If I remember correctly, the lot was empty when we fled Massachusetts, and when we saw activity over there we worried about the caliber of neighbor who would be moving in. Not sure. Check with Carol. We worried because our other neighbors are the lowest scum on the planet. The kind you could kill slowly as you look into their eyes and not feel one nano-second of remorse.

Anyway the guy, I think, was in a hopeful situation. I think he just scored a job up here that he was excited about, he had the kid, maybe just dumped the wife. I think it was a fresh start.

Fast forward to now. The job fell apart. The guy was thrown into a difficult situation. The squeeze. The life ain't fair squeeze. Mortgage payment problems, the bank looking to collect their vig, and acting every bit as callous and cold as your bookie when you picked Denver in Super Bowl XXIV and lost to San Francisco 55 to 10.

He's gone. Worked something out with the bank, I guess. The bank wanted to physically remove his heart, his spleen, his soul and his future. He worked something out apparently that involved only money.

New couple moved in. Young. We know that because of our busy body neighbor who apparently has researched the life history of everybody on the street.

Apparently they bought the place for 19 cents.

Should we hate them?
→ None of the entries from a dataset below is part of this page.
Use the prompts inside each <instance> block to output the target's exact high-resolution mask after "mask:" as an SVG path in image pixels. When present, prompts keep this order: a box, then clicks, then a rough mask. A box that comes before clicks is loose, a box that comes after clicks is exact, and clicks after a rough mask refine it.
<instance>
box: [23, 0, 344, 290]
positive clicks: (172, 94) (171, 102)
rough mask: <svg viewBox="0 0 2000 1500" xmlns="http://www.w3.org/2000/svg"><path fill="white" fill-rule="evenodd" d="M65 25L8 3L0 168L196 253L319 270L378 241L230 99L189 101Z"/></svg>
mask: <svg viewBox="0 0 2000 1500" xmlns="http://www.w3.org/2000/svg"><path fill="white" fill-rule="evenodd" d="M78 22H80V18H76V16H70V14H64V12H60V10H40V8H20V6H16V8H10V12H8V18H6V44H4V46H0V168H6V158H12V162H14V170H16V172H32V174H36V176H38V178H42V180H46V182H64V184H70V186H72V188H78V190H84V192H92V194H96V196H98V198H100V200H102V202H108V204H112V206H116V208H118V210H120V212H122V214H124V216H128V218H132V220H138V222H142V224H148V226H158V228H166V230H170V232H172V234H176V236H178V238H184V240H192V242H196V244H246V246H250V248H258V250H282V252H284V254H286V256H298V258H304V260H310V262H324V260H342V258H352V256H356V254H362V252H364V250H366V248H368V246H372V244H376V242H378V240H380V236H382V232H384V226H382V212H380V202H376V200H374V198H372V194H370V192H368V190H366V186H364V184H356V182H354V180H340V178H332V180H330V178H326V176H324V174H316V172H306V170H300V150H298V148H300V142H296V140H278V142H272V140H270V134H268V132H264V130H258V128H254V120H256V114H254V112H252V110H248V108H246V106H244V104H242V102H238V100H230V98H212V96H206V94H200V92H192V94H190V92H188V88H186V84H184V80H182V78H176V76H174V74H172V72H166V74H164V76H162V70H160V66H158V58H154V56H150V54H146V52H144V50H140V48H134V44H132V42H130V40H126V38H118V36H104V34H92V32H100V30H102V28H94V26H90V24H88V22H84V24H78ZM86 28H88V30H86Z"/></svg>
Opportunity resulting from a ruined life.

I can't hate them. If I could buy another house for 19 cents I would not hesitate. Of course I would have to medicate Carol like you do your pets when you fly from Pawtucket to Japan. She wakes up, groggy, I tell her everything is all right, this is our new home.

Three months later I remove the straight jacket and she settles right in to the new routine.

It's just weird to watch the progression. A new start, hope, a future. Failure and defeat at the hands of this foolish world we live in now. Another new start for people who seized an opportunity and are not emotionally invested in the life of the former occupant.

All while we sit here absolutely choke hold handcuffed, paying for our house for the second time, as we watch lives ruined and lives illuminated with hope.

Whose to say this new couple won't be destroyed by the economy? Or wind up divorced and hatred filled.

Maybe it's the goddamn vibe of that lot. Maybe anybody who moves there will drown in tears.

I don't know.

The guy used to snow plow out our mail box. This Dave guy. Nice guy. He'd bop over and plow out the mailbox for Carol. She always shovelled out the mailbox. I was too busy drying out my socks and waxing my shovel so I could go back out and help her shovel out the mailbox.

Should a guy who plows out your mailbox, lose his home and throw his kid's life into turmoil?

Should a new young couple move in and dare to hope?

They probably won't even shovel out our mailbox.

Life is weird. Feather and stinger, poison and wine.

At my age you get, sometimes, to sit back and watch the cruelty interact with the hope.

As long as your arms are not up in your face in a gesture of self defense.